Z.X’in yaşadıkları bununla sınırlı değil. 30 kereden fazla satılıyor, genelde 10 dolara satılıyor ve birçok kez tecavüze uğruyor. 3-6 yaşındaki çocuklara tecavüz edilmesine şahit oluyor. Her defasında intihar etmeyi düşünüyor. Fakat yanında kalan küçük çocukları yalnız bırakmamak için sürekli vazgeçiyor. Görüşmenin sonunda Z.X. “Hala şoktayım. Bu durumu bir türlü atlatamıyorum” diyor. O günlerin geride kaldığına bir türlü inanmıyor.

O günler Z.X için geride kaldı ama halen binlerce Ezidi kadın İŞİD’in elinde.
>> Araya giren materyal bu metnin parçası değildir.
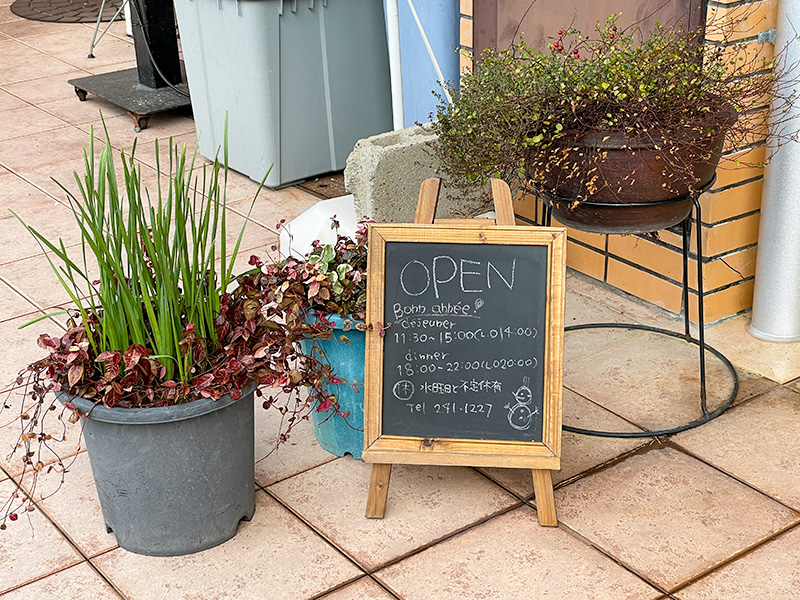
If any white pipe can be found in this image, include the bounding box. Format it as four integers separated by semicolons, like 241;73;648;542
406;0;453;105
749;0;800;342
386;0;405;131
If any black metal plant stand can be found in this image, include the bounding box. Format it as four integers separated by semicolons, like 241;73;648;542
518;176;739;438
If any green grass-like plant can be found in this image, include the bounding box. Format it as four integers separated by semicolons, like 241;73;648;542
17;125;252;382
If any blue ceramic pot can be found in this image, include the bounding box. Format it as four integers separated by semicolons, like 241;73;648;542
300;315;366;460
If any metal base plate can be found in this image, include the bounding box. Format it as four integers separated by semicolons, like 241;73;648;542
67;68;191;131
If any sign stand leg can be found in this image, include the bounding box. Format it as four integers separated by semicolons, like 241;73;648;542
532;469;558;527
367;463;394;519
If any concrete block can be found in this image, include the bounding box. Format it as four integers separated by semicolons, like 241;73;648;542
344;126;491;223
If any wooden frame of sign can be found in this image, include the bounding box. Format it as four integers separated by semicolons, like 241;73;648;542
362;179;566;526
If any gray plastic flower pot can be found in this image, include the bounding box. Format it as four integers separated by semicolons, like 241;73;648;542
64;387;255;556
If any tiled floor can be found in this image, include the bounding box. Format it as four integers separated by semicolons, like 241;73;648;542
0;5;800;600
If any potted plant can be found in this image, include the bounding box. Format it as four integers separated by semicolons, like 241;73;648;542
434;15;794;233
257;223;369;459
0;133;291;556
3 Ağustos ile başlayan süreçte 5000’e yakın Ezidi katledildi, en az 200.000 Ezidi yersiz yurtsuz kaldı, 5000 civarında Ezidi kadın ve çocuk İŞİD tarafından esir alındı, köle pazarlarında satıldı, tecavüze uğradı, intihar etti. Bu kadınlardan 2000’e yakını kurtarıldı, ama halen 3000 civarında kadın İŞİD’in elinde.

3 Ağustos 2014 sonrası uzunca bir süre Güney ve Kuzey Kürdistan’daki kamplarda gönüllü olarak çalıştım. Musul yakınlarındaki Ezidi köyleri, Laleş ve diğer birçok kampa giderek Ezidi kadınlarla görüşme imkânım oldu. 73. Ferman sırasında yaşananları, Ezidi kadınların tanıklıklarını, bu muazzam felaketin boyutlarını bu yıl İletişim Yayınevinden çıkan “Ezidiler:73. Ferman” isimli kitabımda dile getirmeye çalıştım. Ancak 73. Ferman’la ilgili ne yazılırsa yazılsın yaşananları anlatmaya yetmeyeceğini düşünüyorum. Şengal dağı öylesine çok acıya tanıklık etti ki…

Tüm bu acıların yanı sıra büyük bir direnişe de tanıklık etti Şengal dağı. Ezidi kadınlar artık kendi meclislerini, kendi örgütlenmelerini, kendi savunma birliklerini kurmuş, İŞİD’e karşı savaşmaktalar. Kitap sırasında kamplarda görüşme yaptığım tecavüze uğramış, İŞİD’in elinde günlerce esir kalmış birçok kadın bugün Şengal’de vatanlarını kurtarmak için savaşmaktalar. Onlar sadece acının değil büyük bir direnişin de sembolleri artık.

Şengal Ezidi Kadın Meclisi öncülüğünde bir araya gelen onlarca kadın örgütü 3 Ağustos’un  ‘Kadın kırımı ve Soykırıma karşı Uluslararası Eylem Günü’ olması için çağrıda bulundular.  Bugün Amed’den, Şengal’e, Laleş’e, Rojava’ya… Kürdistan’ın farklı yerlerinde ve Avrupa’da saygı duruşları ve protesto eylemleri düzenlenecek.

Bugün saat 11:00’de katledilen binlerce Ezidi  için “sessizlik” eylemi yapılacak.

Şimdi hepimiz susalım. 21. yüzyılda, hemen yanı başımızda gerçekleşen bu soykırım için utanalım. Yiten binlerce can, darmaduman olan binlerce hayat, Ezidileri kurtarmak için canlarını feda eden binlerce evlat…

“Büyük Şey” i unutmayalım, unutturmayalım![2]


[1] Zorla Alıkonulan Kadınlar İçin Mücadele Platformu Şengal Raporu

[2] “Ezidiler:73 Ferman” kitabı için Musul yakınındaki Baadre köyünde görüştüğüm bir Ezidi yaşanan bu felaketi “Büyük Şey” olarak tanımlayarak şöyle demişti: “Asıl Büyük Şey arkada kaldı. Büyük Şey’i unutma, unutturma”.